Пять дней я ехал в сторону Канады, пока не достиг границы, а потом повернул обратно. Я потратил все отцовские деньги до последнего пенни. В какой-то из дней настал Новый год — я заметил это только потому, что одном из баров мне налили бесплатную порцию виски. Я почему-то был уверен, что мама оценила бы суровую красоту этого края. Если бы она побывала здесь, то уговорила бы отца купить одну из рыбачьих хижин на берегу — их были здесь сотни, а многие стояли на островах довольно далеко от берега. Во всех барах валялись проспекты с предложениями о продаже — от ветхих развалюх до трехэтажных коттеджей. Как жаль, подумал я, что мы не купили дом в этой местности, когда вернулись из Бомбея. Вот здесь я чувствовал бы себя полностью в своей тарелке. В эти дни я почему-то вспомнил тебя и те недели, что мы провели в доме твоих родителей.

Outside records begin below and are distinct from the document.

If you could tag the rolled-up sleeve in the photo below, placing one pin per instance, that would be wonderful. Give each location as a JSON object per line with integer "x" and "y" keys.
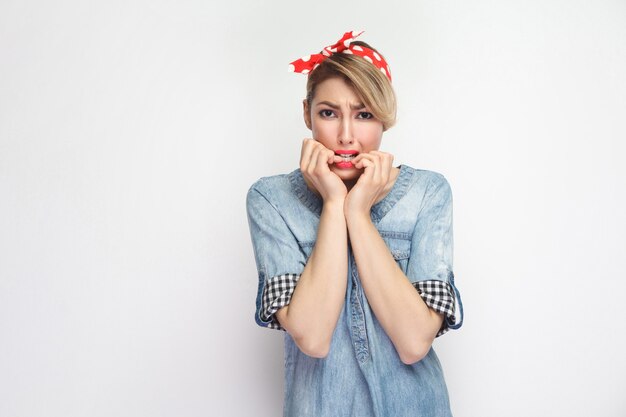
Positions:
{"x": 278, "y": 256}
{"x": 430, "y": 264}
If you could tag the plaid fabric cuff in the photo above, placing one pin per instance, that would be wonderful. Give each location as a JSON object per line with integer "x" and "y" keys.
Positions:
{"x": 439, "y": 296}
{"x": 276, "y": 295}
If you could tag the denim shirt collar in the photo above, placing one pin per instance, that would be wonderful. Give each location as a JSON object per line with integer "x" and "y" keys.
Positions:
{"x": 314, "y": 203}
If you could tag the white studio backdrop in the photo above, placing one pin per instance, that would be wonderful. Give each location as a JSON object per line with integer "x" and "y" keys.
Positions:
{"x": 130, "y": 132}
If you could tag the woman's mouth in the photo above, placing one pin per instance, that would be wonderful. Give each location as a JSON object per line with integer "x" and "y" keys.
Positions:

Наверное, в то время ты была уже студенткой колледжа, но я представлял тебя маленькой девочкой, чуть старше Рупы. Я вспомнил, что однажды в лесу я тоже сказал тебе что-то, что заставило тебя залиться слезами. Может быть, я обидел тебя так же, как обидел Рупу и Пью? Не знаю. Я ненавидел каждый час, каждую минуту пребывания в твоем доме, и тем не менее в те дни я вспоминал об этом периоде с ностальгией. Этот дом был последним местом, где мы еще чувствовали себя полноценной семьей. Даже то, что мы притворялись, что мама не больна, давало нам туманную надежду, что она будет жить и дальше. Когда мы переехали в новый дом, все мгновенно изменилось. Оттуда мы могли звонить врачам, не стесняясь, что нас услышат, и постепенно пузырьки с лекарствами, шприцы и прочие свидетельства маминой болезни неумолимо вползли в наш дом и заполнили его до самого последнего уголка. Несмотря на все усилия, которые мама потратила на обустройство дома, и на все отцовские деньги, мы так и не смогли как следует обжить его. Просто не успели. И мы не были счастливы в том доме — он был для нас просто тем местом, откуда моя мама готовилась совершить последний переход в место, откуда не возвращаются.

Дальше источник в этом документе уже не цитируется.